Google répond à la presse

Certains acteurs de la presse – en France plus qu’aux Etats-Unis, il faut bien le reconnaître – accusent Google d’être à l’origine de leurs déboires financiers. Dans une interview donnée mercredi dernier au magazine Fortune, Eric Schmidt, le CEO de Google répond à la presse et apporte un (timide) début de solution, qui, il le reconnaît lui même, ne suffira pas à régler la descente aux enfers économique que subi le secteur tout entier à travers le monde.

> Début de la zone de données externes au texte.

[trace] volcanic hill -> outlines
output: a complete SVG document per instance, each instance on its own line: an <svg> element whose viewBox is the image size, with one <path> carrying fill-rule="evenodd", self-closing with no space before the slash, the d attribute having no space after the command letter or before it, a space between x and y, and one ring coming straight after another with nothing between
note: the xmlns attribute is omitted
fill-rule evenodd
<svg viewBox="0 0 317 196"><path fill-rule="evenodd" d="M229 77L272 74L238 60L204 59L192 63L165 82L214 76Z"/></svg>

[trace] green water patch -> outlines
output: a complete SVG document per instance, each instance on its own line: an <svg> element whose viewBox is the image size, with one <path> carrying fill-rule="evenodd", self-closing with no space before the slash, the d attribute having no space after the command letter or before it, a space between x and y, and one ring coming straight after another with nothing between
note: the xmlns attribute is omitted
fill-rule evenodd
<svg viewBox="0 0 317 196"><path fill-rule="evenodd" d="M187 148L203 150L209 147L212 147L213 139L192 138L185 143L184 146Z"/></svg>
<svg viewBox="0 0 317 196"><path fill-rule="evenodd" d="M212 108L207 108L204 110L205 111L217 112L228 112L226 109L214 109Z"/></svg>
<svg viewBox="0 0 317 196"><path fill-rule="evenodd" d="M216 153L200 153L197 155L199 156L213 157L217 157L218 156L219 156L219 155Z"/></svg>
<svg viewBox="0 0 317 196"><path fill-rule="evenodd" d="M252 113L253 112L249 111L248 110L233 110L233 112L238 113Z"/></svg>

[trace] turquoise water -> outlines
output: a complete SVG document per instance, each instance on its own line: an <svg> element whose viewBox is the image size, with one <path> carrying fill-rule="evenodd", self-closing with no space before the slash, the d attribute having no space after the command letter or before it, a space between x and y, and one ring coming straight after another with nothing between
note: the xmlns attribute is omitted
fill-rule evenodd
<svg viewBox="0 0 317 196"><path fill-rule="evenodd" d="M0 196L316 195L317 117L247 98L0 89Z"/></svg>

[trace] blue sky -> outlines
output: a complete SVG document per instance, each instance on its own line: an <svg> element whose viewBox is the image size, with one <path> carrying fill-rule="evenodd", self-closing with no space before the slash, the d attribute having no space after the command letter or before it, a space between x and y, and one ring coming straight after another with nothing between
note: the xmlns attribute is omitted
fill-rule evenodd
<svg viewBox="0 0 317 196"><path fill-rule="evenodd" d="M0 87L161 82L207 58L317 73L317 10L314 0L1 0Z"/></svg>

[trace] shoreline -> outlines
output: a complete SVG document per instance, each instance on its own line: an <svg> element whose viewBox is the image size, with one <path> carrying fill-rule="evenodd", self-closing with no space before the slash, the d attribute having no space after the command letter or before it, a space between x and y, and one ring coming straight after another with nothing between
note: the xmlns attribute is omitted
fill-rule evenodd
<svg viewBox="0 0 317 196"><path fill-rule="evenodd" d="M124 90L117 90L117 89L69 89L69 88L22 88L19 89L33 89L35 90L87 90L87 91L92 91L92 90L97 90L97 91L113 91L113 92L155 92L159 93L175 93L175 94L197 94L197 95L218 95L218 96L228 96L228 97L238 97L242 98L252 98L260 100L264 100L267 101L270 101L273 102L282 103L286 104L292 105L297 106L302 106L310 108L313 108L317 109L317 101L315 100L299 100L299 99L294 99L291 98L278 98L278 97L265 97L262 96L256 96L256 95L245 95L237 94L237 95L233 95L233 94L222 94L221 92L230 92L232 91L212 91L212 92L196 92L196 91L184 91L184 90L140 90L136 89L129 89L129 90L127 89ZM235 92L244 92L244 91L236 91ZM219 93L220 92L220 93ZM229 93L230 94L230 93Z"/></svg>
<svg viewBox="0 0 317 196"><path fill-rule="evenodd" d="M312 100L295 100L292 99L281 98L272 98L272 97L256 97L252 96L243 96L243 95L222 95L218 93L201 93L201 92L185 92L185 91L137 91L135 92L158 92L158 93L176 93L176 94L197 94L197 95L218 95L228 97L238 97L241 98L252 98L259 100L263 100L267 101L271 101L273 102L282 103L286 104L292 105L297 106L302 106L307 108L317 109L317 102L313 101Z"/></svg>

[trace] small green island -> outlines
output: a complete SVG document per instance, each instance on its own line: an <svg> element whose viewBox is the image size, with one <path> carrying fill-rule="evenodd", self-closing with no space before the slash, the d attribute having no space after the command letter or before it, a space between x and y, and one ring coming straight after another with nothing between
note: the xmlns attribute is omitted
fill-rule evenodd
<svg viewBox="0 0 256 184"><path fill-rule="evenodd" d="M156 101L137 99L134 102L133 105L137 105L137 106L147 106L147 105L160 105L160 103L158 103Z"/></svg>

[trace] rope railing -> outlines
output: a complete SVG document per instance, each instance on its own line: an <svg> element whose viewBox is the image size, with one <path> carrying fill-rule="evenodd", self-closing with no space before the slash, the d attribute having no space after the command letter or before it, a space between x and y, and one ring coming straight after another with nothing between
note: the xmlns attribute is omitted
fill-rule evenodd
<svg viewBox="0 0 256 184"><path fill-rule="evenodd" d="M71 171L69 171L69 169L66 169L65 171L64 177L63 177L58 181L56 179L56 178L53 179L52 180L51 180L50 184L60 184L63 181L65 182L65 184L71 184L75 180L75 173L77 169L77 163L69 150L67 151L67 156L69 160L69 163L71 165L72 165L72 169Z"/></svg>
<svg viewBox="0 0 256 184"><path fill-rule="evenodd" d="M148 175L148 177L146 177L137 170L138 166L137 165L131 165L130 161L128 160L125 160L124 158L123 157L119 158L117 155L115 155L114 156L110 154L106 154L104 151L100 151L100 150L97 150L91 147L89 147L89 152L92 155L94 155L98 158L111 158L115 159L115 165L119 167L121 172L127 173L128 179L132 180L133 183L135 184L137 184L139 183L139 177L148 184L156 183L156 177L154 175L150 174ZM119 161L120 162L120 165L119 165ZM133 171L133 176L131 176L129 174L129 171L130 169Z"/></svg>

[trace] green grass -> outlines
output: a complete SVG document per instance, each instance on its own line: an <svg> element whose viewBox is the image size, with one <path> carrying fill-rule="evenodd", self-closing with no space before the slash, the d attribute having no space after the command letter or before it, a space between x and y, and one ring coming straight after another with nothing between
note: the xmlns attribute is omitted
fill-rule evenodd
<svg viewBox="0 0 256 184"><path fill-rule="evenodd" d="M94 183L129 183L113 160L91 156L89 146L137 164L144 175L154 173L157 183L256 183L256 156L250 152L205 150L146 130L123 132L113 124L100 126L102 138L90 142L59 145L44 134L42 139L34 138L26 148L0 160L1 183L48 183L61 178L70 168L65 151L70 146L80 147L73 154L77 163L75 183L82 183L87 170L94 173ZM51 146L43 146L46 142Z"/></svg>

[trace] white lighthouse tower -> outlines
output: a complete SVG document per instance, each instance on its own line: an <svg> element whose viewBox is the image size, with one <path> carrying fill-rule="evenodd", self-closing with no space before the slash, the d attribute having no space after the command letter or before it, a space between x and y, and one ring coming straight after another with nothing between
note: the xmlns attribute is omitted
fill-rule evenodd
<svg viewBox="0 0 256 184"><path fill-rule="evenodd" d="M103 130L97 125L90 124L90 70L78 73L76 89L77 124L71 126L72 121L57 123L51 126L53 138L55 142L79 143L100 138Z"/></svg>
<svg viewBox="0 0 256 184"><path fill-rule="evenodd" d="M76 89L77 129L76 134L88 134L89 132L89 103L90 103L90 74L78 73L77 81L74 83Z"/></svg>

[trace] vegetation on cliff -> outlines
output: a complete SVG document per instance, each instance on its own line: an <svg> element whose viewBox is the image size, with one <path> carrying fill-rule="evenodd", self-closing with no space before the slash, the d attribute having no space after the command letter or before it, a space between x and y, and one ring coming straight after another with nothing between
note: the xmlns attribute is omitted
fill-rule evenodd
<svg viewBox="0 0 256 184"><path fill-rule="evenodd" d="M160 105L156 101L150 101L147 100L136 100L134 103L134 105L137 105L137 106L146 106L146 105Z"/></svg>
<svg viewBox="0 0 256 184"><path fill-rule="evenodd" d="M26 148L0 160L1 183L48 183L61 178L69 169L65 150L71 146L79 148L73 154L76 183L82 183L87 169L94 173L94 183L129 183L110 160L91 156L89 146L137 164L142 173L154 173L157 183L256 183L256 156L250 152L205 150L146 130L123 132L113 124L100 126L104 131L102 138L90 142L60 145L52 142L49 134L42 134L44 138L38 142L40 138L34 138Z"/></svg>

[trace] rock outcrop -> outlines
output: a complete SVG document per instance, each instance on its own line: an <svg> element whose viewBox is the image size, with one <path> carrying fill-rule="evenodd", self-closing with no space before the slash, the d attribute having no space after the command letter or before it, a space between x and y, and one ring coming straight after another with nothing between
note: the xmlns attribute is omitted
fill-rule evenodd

“Google ne peut pas faire baisser les coûts de la presse papier”, lance Eric Schmidt, pas plus qu’il ne peut “matériellement changer les usages des consommateurs, et les consommateurs, en pratique, vivent de plus en plus en ligne”.

Interrogé sur l’importance de la presse dans une société démocratique, le patron de Google insiste sur la fait qu’il considère leur survie comme essentielle, mais rejette l’idée de les subventionner ou d’en acquérir : “Nous pourrions les acheter. Nous avons le cash pour cela. Mais je ne pense pas que si nous les achetions nous réglerions pour autan leur problèmes”. “Nous faisons de gros chèques quand nous avons une grande stratégie. Et nous n’avons pas cette stratégie pour l’instant”.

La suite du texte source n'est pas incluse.